Being an orphan in the late ninteen-thirties and early forties in America was no picnic. If you were a teenaged boy, who stood up for himself to the staff in such places, things could actually get dangerous. Bobby was such a boy, and had been sentenced to the punishment of being sent to the worst of the worst in the institutional orphanage system. But a glitch in the paperwork landed him in the wrong place ... a place full of love and concern for his welfare. Now a boy who had survived for years on guile and cunning, found himself among the kind of people he wasn't used to dealing with. What had been a small lie to help him survive, led to changes in his life that showed him a completely different kind of world than he'd ever seen before. It changed not only his life, but the lives of the five women who ran the orphanage he ended up in.

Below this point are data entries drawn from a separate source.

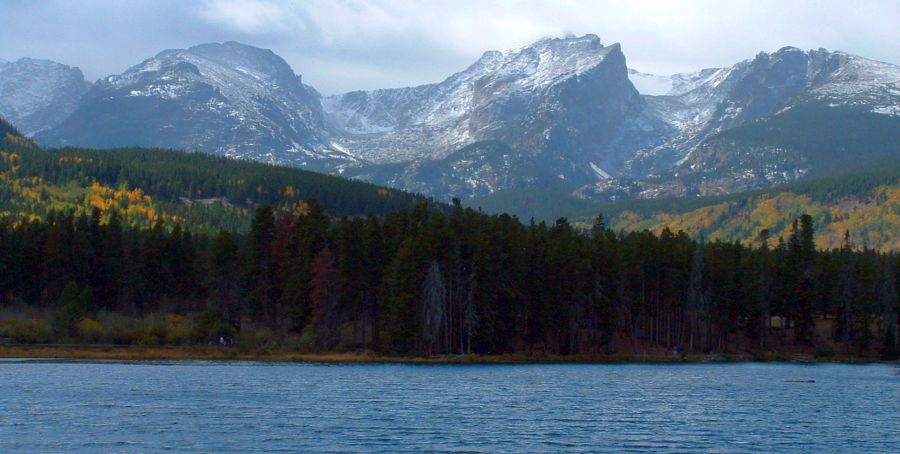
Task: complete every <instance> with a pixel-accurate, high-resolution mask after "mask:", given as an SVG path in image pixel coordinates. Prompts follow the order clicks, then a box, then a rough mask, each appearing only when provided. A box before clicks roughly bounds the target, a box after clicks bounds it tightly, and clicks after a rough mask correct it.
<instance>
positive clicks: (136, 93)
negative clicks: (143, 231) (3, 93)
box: [37, 42, 353, 170]
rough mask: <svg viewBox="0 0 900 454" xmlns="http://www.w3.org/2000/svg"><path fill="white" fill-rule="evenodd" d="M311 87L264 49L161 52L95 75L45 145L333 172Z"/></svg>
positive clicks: (328, 143) (273, 55)
mask: <svg viewBox="0 0 900 454" xmlns="http://www.w3.org/2000/svg"><path fill="white" fill-rule="evenodd" d="M319 98H320V96H319V94H318V93H317V92H316V91H315V90H314V89H312V88H311V87H308V86H306V85H303V83H302V82H301V79H300V77H299V76H297V75H295V74H294V72H293V71H292V70H291V68H290V66H288V64H287V63H286V62H285V61H284V60H283V59H281V57H278V56H277V55H275V54H274V53H273V52H272V51H269V50H263V49H258V48H255V47H251V46H246V45H243V44H239V43H234V42H228V43H224V44H204V45H200V46H196V47H192V48H190V49H177V50H166V51H163V52H160V53H159V54H158V55H157V56H156V57H153V58H151V59H148V60H146V61H144V62H143V63H141V64H139V65H137V66H134V67H132V68H130V69H129V70H127V71H126V72H124V73H123V74H121V75H118V76H109V77H106V78H104V79H101V80H100V81H98V82H97V83H96V84H95V85H94V87H93V88H92V89H91V91H90V92H88V93H87V94H86V95H85V96H84V98H83V99H82V101H81V103H80V105H79V106H78V109H77V110H76V111H75V112H74V113H73V114H72V115H71V116H70V117H69V118H68V119H66V121H65V122H63V123H62V124H60V125H59V126H57V127H56V128H53V129H52V130H50V131H47V132H46V133H42V134H40V135H38V136H37V139H38V141H39V142H42V143H45V144H49V145H69V144H71V145H80V146H90V147H115V146H130V145H142V146H157V147H166V148H181V149H188V150H199V151H204V152H208V153H214V154H221V155H225V156H232V157H239V158H246V159H255V160H261V161H267V162H273V163H282V164H290V165H299V166H306V167H311V168H317V169H323V170H325V169H328V170H330V169H332V168H334V167H336V166H339V165H341V164H343V163H347V162H352V161H353V160H352V158H350V157H348V156H347V155H346V154H344V153H342V152H340V151H338V150H336V149H334V148H332V147H330V145H329V140H328V136H327V133H326V132H325V130H326V127H325V122H324V116H323V113H322V110H321V104H320V102H319Z"/></svg>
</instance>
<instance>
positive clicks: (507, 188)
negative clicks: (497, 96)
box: [344, 140, 570, 200]
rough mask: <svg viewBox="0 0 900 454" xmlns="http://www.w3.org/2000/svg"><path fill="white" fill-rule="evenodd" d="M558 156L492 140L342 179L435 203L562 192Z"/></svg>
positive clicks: (346, 172)
mask: <svg viewBox="0 0 900 454" xmlns="http://www.w3.org/2000/svg"><path fill="white" fill-rule="evenodd" d="M562 161H563V159H562V158H560V157H558V156H552V155H548V154H538V155H534V154H528V153H521V152H518V151H516V150H514V149H512V148H510V147H509V145H507V144H505V143H503V142H500V141H495V140H487V141H481V142H475V143H473V144H471V145H467V146H465V147H463V148H461V149H460V150H458V151H455V152H453V153H451V154H450V155H448V156H445V157H443V158H440V159H432V160H417V161H413V162H410V163H396V164H378V165H370V166H363V167H355V168H348V169H347V170H346V172H345V173H344V175H346V176H351V177H354V178H362V179H365V180H367V181H371V182H374V183H376V184H380V185H387V186H393V187H400V188H404V189H406V190H408V191H411V192H416V193H419V194H424V195H427V196H430V197H434V198H437V199H441V200H444V199H449V198H451V197H459V198H463V199H466V198H474V197H482V196H486V195H489V194H492V193H494V192H497V191H501V190H506V189H525V188H531V187H540V188H544V189H560V190H565V189H567V188H569V187H570V184H569V182H568V181H566V180H565V179H564V178H561V177H560V174H558V173H556V171H557V168H558V167H559V166H565V165H567V164H566V163H565V162H562Z"/></svg>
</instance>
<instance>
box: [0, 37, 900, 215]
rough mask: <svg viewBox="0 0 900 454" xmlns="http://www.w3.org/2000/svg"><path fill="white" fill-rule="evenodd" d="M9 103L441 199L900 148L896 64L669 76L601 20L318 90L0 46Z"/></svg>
mask: <svg viewBox="0 0 900 454" xmlns="http://www.w3.org/2000/svg"><path fill="white" fill-rule="evenodd" d="M0 115H2V116H4V117H7V118H9V119H10V120H11V121H12V122H13V123H14V124H16V125H17V126H18V127H19V128H20V129H21V130H23V132H25V133H26V134H29V135H31V136H32V137H33V138H34V139H35V140H36V141H37V142H38V143H40V144H42V145H47V146H65V145H74V146H88V147H101V148H103V147H122V146H131V145H143V146H155V147H166V148H177V149H188V150H199V151H203V152H207V153H212V154H218V155H225V156H231V157H236V158H243V159H252V160H261V161H266V162H270V163H276V164H285V165H291V166H298V167H303V168H308V169H312V170H317V171H322V172H328V173H339V174H342V175H344V176H349V177H353V178H359V179H363V180H367V181H371V182H374V183H378V184H385V185H389V186H393V187H397V188H401V189H406V190H409V191H415V192H419V193H423V194H425V195H429V196H433V197H435V198H437V199H440V200H449V199H450V198H451V197H459V198H462V199H465V200H471V201H472V202H473V203H474V202H477V200H478V199H479V198H482V197H486V196H495V195H497V194H498V193H504V192H510V191H513V192H514V191H522V190H535V189H536V188H537V189H540V190H552V191H556V192H559V193H563V194H566V195H567V197H572V198H574V199H581V200H587V201H597V202H602V201H607V202H608V201H618V200H627V199H647V198H651V199H652V198H665V197H673V196H675V197H678V196H682V197H683V196H698V195H718V194H728V193H735V192H741V191H747V190H754V189H762V188H767V187H771V186H773V185H779V184H784V183H789V182H792V181H796V180H799V179H802V178H805V177H808V176H813V175H827V174H832V173H835V172H840V171H846V170H847V169H850V168H854V167H855V166H862V165H865V164H867V163H871V162H874V161H878V160H883V159H894V158H896V157H897V156H898V151H900V150H898V144H900V68H898V67H897V66H896V65H892V64H888V63H882V62H877V61H873V60H869V59H865V58H863V57H859V56H855V55H850V54H847V53H843V52H832V51H827V50H824V49H818V50H810V51H803V50H800V49H797V48H793V47H785V48H782V49H779V50H777V51H775V52H771V53H765V52H761V53H759V54H758V55H756V56H755V57H753V58H751V59H748V60H744V61H741V62H738V63H736V64H734V65H732V66H730V67H727V68H709V69H703V70H701V71H698V72H696V73H689V74H675V75H671V76H658V75H651V74H645V73H641V72H639V71H637V70H635V69H634V68H629V67H628V65H627V62H626V57H625V54H624V52H623V50H622V46H620V45H619V44H611V45H604V44H603V43H602V42H601V40H600V39H599V38H598V37H597V36H595V35H585V36H582V37H569V38H558V39H557V38H548V39H542V40H540V41H537V42H535V43H533V44H531V45H528V46H524V47H521V48H516V49H510V50H505V51H489V52H485V53H484V55H482V57H481V58H479V59H478V60H477V61H476V62H474V63H473V64H472V65H471V66H469V67H468V68H466V69H464V70H463V71H460V72H458V73H456V74H453V75H451V76H449V77H448V78H446V79H445V80H443V81H441V82H438V83H434V84H428V85H422V86H416V87H407V88H394V89H383V90H373V91H355V92H350V93H344V94H338V95H332V96H322V95H321V94H319V92H318V91H316V90H315V89H314V88H313V87H310V86H309V85H306V84H304V83H303V82H302V79H301V77H300V76H299V75H296V74H295V73H294V71H293V69H292V68H290V66H289V65H288V64H287V63H286V62H285V61H284V60H283V59H282V58H280V57H279V56H277V55H276V54H274V53H273V52H272V51H269V50H264V49H258V48H255V47H252V46H247V45H244V44H239V43H235V42H227V43H223V44H204V45H200V46H196V47H192V48H189V49H183V50H166V51H163V52H160V53H159V54H157V55H156V56H155V57H153V58H150V59H147V60H145V61H143V62H141V63H139V64H137V65H135V66H133V67H132V68H129V69H128V70H126V71H125V72H124V73H122V74H120V75H112V76H108V77H105V78H102V79H100V80H98V81H97V82H95V83H93V84H89V83H87V82H85V81H84V79H83V77H82V76H81V72H80V71H79V70H77V68H69V67H66V66H64V65H60V64H56V63H52V62H41V61H36V60H28V59H22V60H19V61H17V62H13V63H7V62H2V63H0Z"/></svg>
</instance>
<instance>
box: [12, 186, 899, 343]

Those women, suffering from the ravages of both the Great Depression and the shortages and rationing during World War II, had little to look forward to each day ... until Bobby showed up in their midst.
Love and romance have been written of many times, but this romance involves a time in America where men were in short supply and a woman might grasp at what happiness she could snatch from the jaws of fate. Add to that mix a boy who had never been taught the rules and procedures of how to interact with women in polite society ... a boy whose records of birth had been lost, and who was much older than his small frame might suggest ... and you have a recipe for the kind of disaster that ... oddly ... has the capacity to end up making everyone happy. That's how different this romance was.
Warning: This is a story about adult relationships, including the physical aspects of romantic relationships. Love scenes that many authors choose to gloss over are described here in detail, and are not appropriate for those under the age of eighteen. This book is about romance, including the sexual interaction that comes naturally to that condition.